Tuesday, February 26, 2013

refugee kids' take on history and political correctness

On today's trip to drive my family of African refugee kids to tutoring, the kid sitting in the front seat noticed my library CD of Martin Luther King sermons, which prompted the following discussion:

First kid:  Is this Martin Luther King?

Me:  Yes.

Second kid:  If it wasn't for Martin Luther King, you'd be a slave, Hamadi.

Third kid:  It wasn't Martin Luther King who freed the slaves, it was Abraham Lincoln.

Second kid:  It was both of them.

First kid:  No, it was Harriet Tubman.

Fourth kid:  Yeah, she freed the most.

[some further discussion about slavery]

Third kid:  And did you know that in 1942, you could be killed if you were Jewish?  It's because Hitler hated the Jews.  You know Jews?  Like, they invest money and get rich from it, which is why Hitler hated them, so he locked them up.  And then they only got one piece of cereal a day.

Second kid:  No, one piece of bread a day.

Third kid:  No, one piece of cereal a day.  Actually, one piece of cereal a year.  That was all they got -- one piece of cereal a year.

Second kid:  And one piece of bread a year too.

Third kid:  Yeah, that's right.

. . . .

[some time later]

Fourth kid:  I had this dream that all the black people were on a separate bus--

Third kid:  Dude, that's racist.

Fourth kid:  Okay, I had this dream that all the African-American people were on a separate bus . . . .

Monday, February 11, 2013

Cindy Lou and the Mystery of the Disappearing Earring

Today I demonstrated my superior talent for bizarre mishaps by losing an earring within a two-square-foot area in an almost empty hallway.  I am, indeed, a master at what I do.

After hanging up my coat, I was walking down the hallway in church when I felt my earring slipping off my left ear.  (I don't have pierced ears, so I was wearing some comfortable screw-back earrings.)  As soon as I felt it slipping, I stopped in my tracks.  There was only one other person in the hallway at the time, a guy who'd been walking behind me, and he managed to change direction and walk around me without any trouble (although probably with some internal mumbling).

I figured it would be a simple matter of grabbing the earring as it fell -- or from the ground if I didn't catch it soon enough -- and then putting it back again.  If only things could be so simple.  I wasn't fast enough to grab it, and I felt it fall completely off.  And then it simply disappeared.  I looked at the floor -- no earring.  I broadened my search, in case it had bounced or something along those lines.  Still nothing.  Nor did it end up in my clothes or my hair or an open pocket in my purse.  It wasn't anywhere.

By this point, other people had come into the hallway and were undoubtedly wondering why I was standing in the middle of the hall basically performing a pat-down search on myself.  I told a passing friend what had happened, and she and another girl helped me scour the floor.  Still no luck.  I went into the bathroom and shook out my sweater.  Still nothing.  My earring had simply vanished.

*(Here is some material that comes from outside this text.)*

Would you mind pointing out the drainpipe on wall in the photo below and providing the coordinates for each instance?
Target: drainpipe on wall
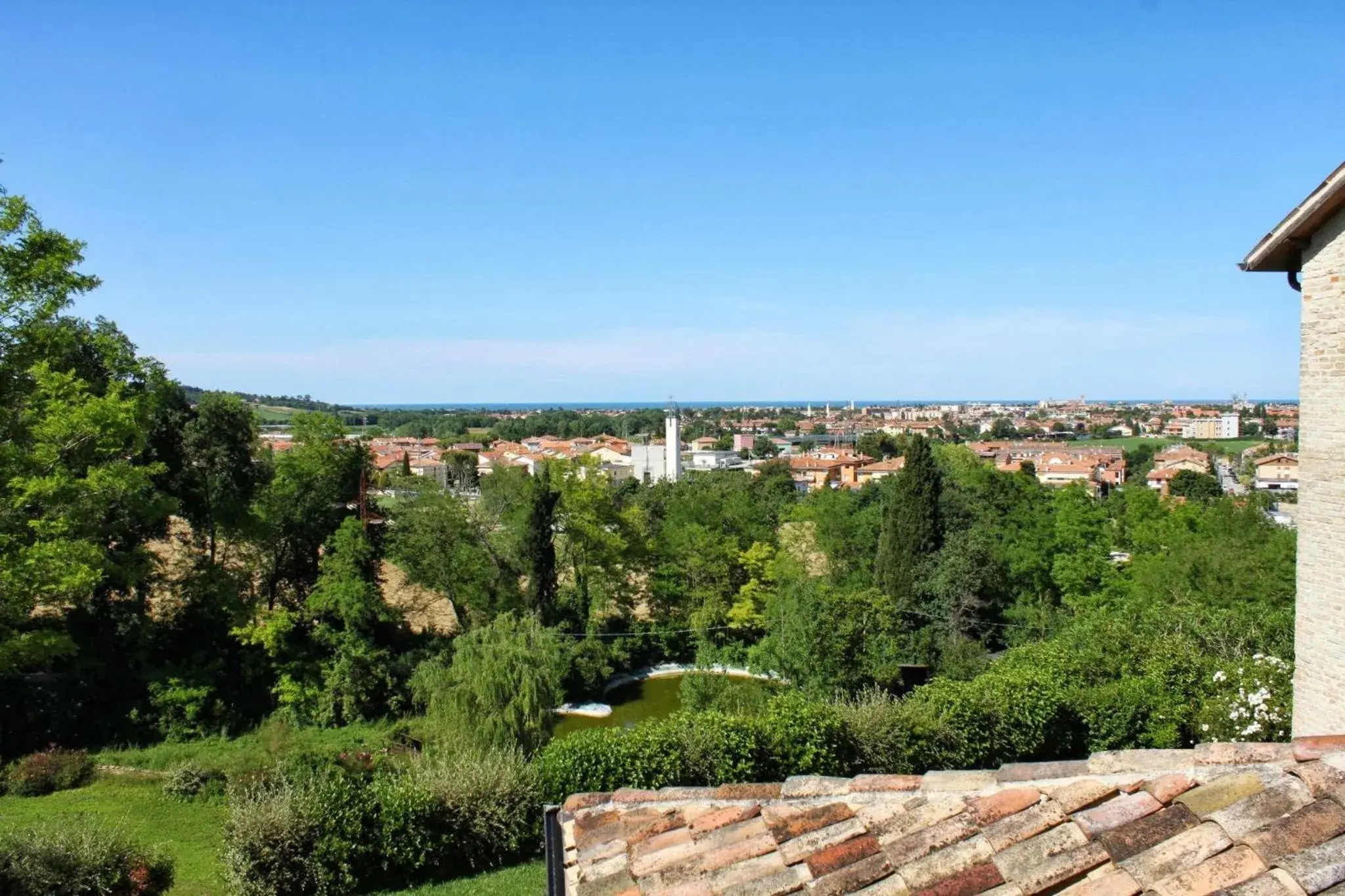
(554, 851)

After some brainstorming, I came up with three alternative ideas of what might have happened to the missing earring

#1: The Bilbo Baggins Theory
Hypothesis:  When I tried to grab my falling earring, I might have somehow managed to deflect it into the unknown passing man's clothes.
Possible Solution:  Challenge every man in the building to a game of riddles, in the hope that he'd be unable to come up with a riddle, would instead ask "What have I got in my pockets?," and would thus give me a perfect opportunity to astonish him with my guess that it was my missing piece of jewelry.
Problems with this Solution:  I might end up losing an awful lot of games of riddles before finding the right man.  Depending on the stakes, this could be very problematic.  And what if the right one knew enough riddles that he never got around to the pockets question?

#2:  The Delayed Sensation Theory
Hypothesis:  My earring actually fell off before I got into the hallway, but my ears were so numb with cold that the message didn't reach my brain until I thawed out -- rather like text messages that arrive en masse when you get back into an area where you have cell phone service.
Possible Solution:  Retrace my steps back to the last time my ears were warm.
Problems with this Solution:  It rather feels like my ears haven't been warm for the past six years, and that gives me a lot of ground to cover.

#3:  The Black Hole Theory
Hypothesis:  On its way to the ground, my earring was sucked into the same black hole that's responsible for the permanent disappearance of several individual socks, my California driver's license, my first birth certificate, and various other items that have mysteriously vanished over the years.
Possible Solution:  Hang out around washing machines and filing cabinets and other places that stuff tends to disappear from.
Problems with this Solution:  I might end up permanently disappearing into a black hole too, and even the presence of my socks wouldn't cheer me up then.


So, after some serious contemplation, I decided that the possible benefit simply wasn't worth risks.  Instead, I just had to resign myself to the loss of an earring.  But if you happen to end up in the black hole of missing items yourself, please take a look around for a silver screw-back earring.